Online Sensation Emmy Gives Bamba and Halva Their 15 Minutes of Fame

The American blogger may not know exactly what these treats are made out of, but she’s willing to taste them for you.

You may know that sensation of traveling to a foreign land and eyeing some foodstuff askance, wondering just what the devil it is. And if it’s palatable to your palate. Now, maybe, you can worry a little less thanks to Emmy, who courageously steps up to the plate for you.

“Israeli friends, please help me. Some of these labels are not written in English or Romanized, so I’m going to need some help, some translation. So if you guys could tell me what these things I’m going to eat are, I’d appreciate it.” Sure thing.

Emmy, a young American woman of Japanese descent, eats food from all over the world — and tells the world about it in real time. She films herself eating the various foods people send her from all over the world, shares the experience, and uploads the videos to YouTube (her YouTube username is emmymadeinjapan). She asks viewers to send her foods to try — and last week, a viewer named Todd sent her a package of Israeli snacks.

She started with a package of Bamba, a popular peanut-butter-flavored children’s snack. “Immediately when you open it, it smells like peanut butter,” she says as she opens the package, featuring a cartoon baby playing basketball. “It looks like a Cheez Doodle or cheese puff, but it’s not orange in color — it’s more of a caramel color.”

Evidently she liked it: “Mmmmm!” she says with pleasure as she eats the second half. “That’s good!” She recommends the snack for lovers of peanut butter, saying: “It just tastes exactly like eating Skippy peanut butter right out of the jar.”

Other Israeli foods (including some that aren’t actually made here, but are presented as Israeli) that Emmy eats on camera include halva (“Very, very dense and rich, crumbly, slightly sweet, a bit like the interior of a Butterfinger”) and Bissli, of which she says: “Bissili? Bissali? Bissli barbecue. They almost look like — what’s that pasta name — fusilli? They’re like corkscrews. Mmmm! Those are so good. Did you hear that crunch?”

She shows viewers a package of mocha-flavored Krembos, a chocolate-covered marshmallowy snack with a cookie at the bottom. “I can’t read it, so friends, do tell me what this is,” she says as she opens it. “They almost look like little cupcakes... like little mushrooms.... My gosh! Totally different. Wow! It’s like airy sweetness. I don’t even know what I just ate.”

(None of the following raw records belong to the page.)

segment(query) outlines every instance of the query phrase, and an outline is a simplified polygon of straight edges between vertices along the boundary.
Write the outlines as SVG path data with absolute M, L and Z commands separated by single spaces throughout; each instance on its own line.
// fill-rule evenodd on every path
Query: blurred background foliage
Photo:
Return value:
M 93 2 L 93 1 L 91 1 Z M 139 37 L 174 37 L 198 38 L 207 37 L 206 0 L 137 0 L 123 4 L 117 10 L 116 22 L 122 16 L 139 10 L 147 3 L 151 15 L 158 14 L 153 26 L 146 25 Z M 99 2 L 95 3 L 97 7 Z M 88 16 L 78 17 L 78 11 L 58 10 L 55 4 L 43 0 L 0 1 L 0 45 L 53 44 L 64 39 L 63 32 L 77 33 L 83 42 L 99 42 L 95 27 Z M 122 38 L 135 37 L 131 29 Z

Todd sent her honey cookies as well. She takes one out and taps the sugar glaze with her fingernail, then takes a bite. “Mmmm! Wow! It’s totally not hard at all. They’re soft! Mmmmf, quite sweet on the outside, but on the inside you have this really nice cookie in the middle with a flavor that I can’t quite put my finger on. I imagine it’s honey, and it reminds me a bit of graham crackers.”

About the Pesek Zman (“Time Out”) chocolate bar, Emmy says, “Very reminiscent of a Kit Kat Chunky.” Other foods in the package that she tries for her viewers include halva-flavored Bamba, a can of salted eggplant (quite a few Israeli commenters tried to figure out what Todd was thinking with that one), Klik chocolate-covered snacks and chocolate spread.

Todd also sent her lemon-flavored wafers, which Israelis refer to as “waffles” - “vaffelim” - and which have nothing whatsoever with the food that North Americans refer to as waffles. “Oh, yeah,” Emmy says as she opens one. “It smells really strongly of lemon...Very lemony. Quite sweet. Reminds me of lemon-flavored yogurt. Very strong lemony flavor. Quite good.”

Not impressed? Think about this. In a parallel universe, a Japanese journalist could be writing about an Israeli YouTube star eating octopus snacks while sharing her impressions with her viewers.